Invoked with: <petsc4py.PETSc.Mat object at 0x7fcf7beb30b0>, <dolfinx.fem.forms.Form object at 0x7fcf7bd0bd80>, array([], dtype=complex128), {(<IntegralType.cell: 0>, -1): array([], shape=(0, 0), dtype=complex128)}, [<dolfinx.fem.bcs.DirichletBC object at 0x7fcfb4ab79c0>, <dolfinx.fem.bcs.DirichletBC object at 0x7fcf7bd0b7e0>]
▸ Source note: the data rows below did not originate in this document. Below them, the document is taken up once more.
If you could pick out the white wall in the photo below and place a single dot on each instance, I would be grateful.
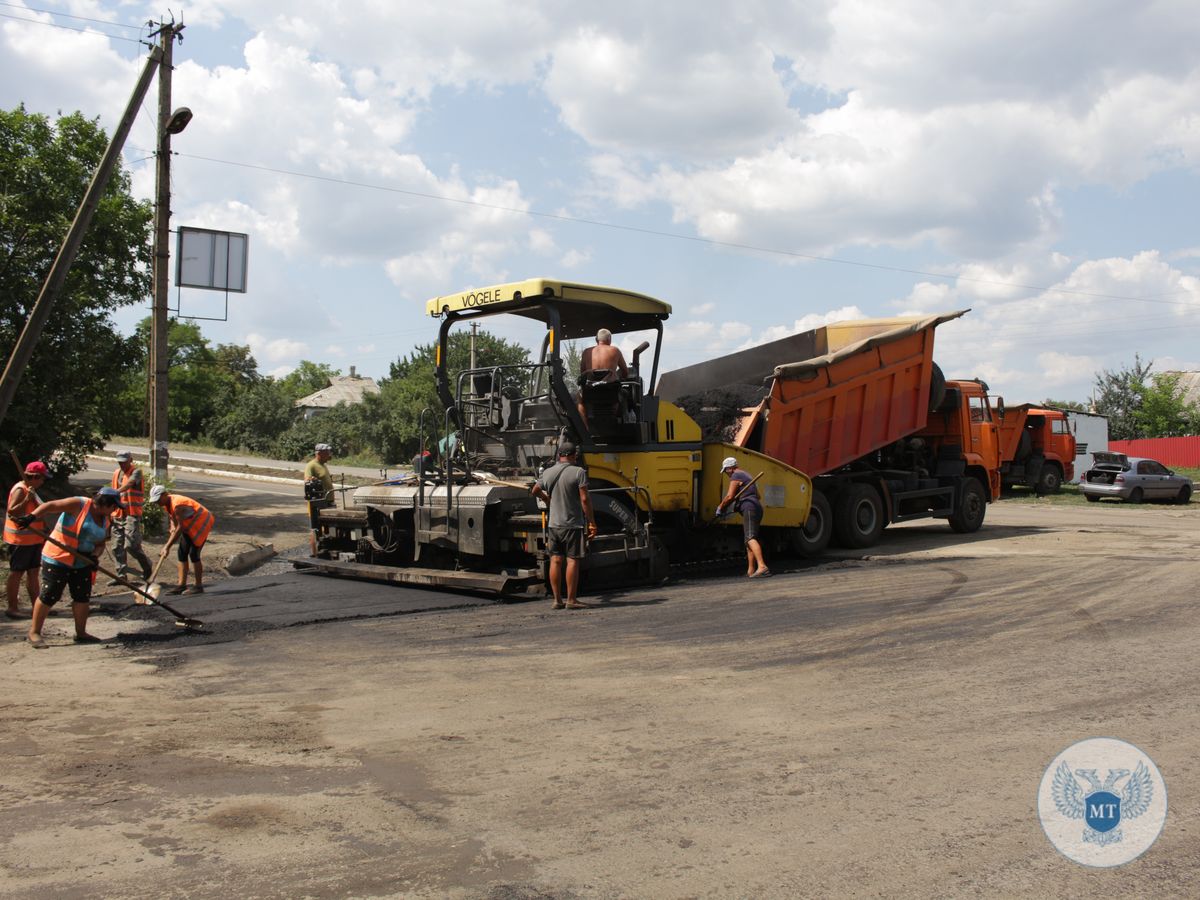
(1091, 435)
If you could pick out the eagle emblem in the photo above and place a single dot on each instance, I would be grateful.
(1099, 804)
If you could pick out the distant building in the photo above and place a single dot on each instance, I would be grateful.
(341, 389)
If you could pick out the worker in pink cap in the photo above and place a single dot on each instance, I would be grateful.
(24, 546)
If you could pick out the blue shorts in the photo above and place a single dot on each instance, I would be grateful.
(751, 521)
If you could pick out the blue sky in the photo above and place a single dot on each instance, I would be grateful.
(1036, 162)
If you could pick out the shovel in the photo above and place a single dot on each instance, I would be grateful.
(151, 587)
(180, 618)
(736, 498)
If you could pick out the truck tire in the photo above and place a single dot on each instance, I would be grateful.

Did you forget to `#include <pybind11/stl.h>`? Or <pybind11/complex.h>,
<pybind11/functional.h>, <pybind11/chrono.h>, etc. Some automatic
conversions are optional and require extra headers to be included
when compiling your pybind11 module.

…when trying to solve within a jupyter notebook. I think it has something to do with how ufl.inner() and ufl.dot() are performed in notebooks compared to running .py files, specifically here: L = ufl.inner(f, v) * dx + ufl.inner(T, v) * ds(2), is there a solution to this? As I find notebooks easier to debug.
Thanks again dokken, you’re such a great help!

4

You are running dolfinx with complex mode petsc. Then the boundary conditions also has to be complex valued,
Ie

Has to be changed to
bc_left = fem.dirichletbc(fem.Constant(msh, ScalarType(0.0)),facet_left_dofs, V.sub(0))

see
https://jsdokken.com/dolfinx-tutorial/chapter1/complex_mode.html
for this and other things to note when running in complex mode.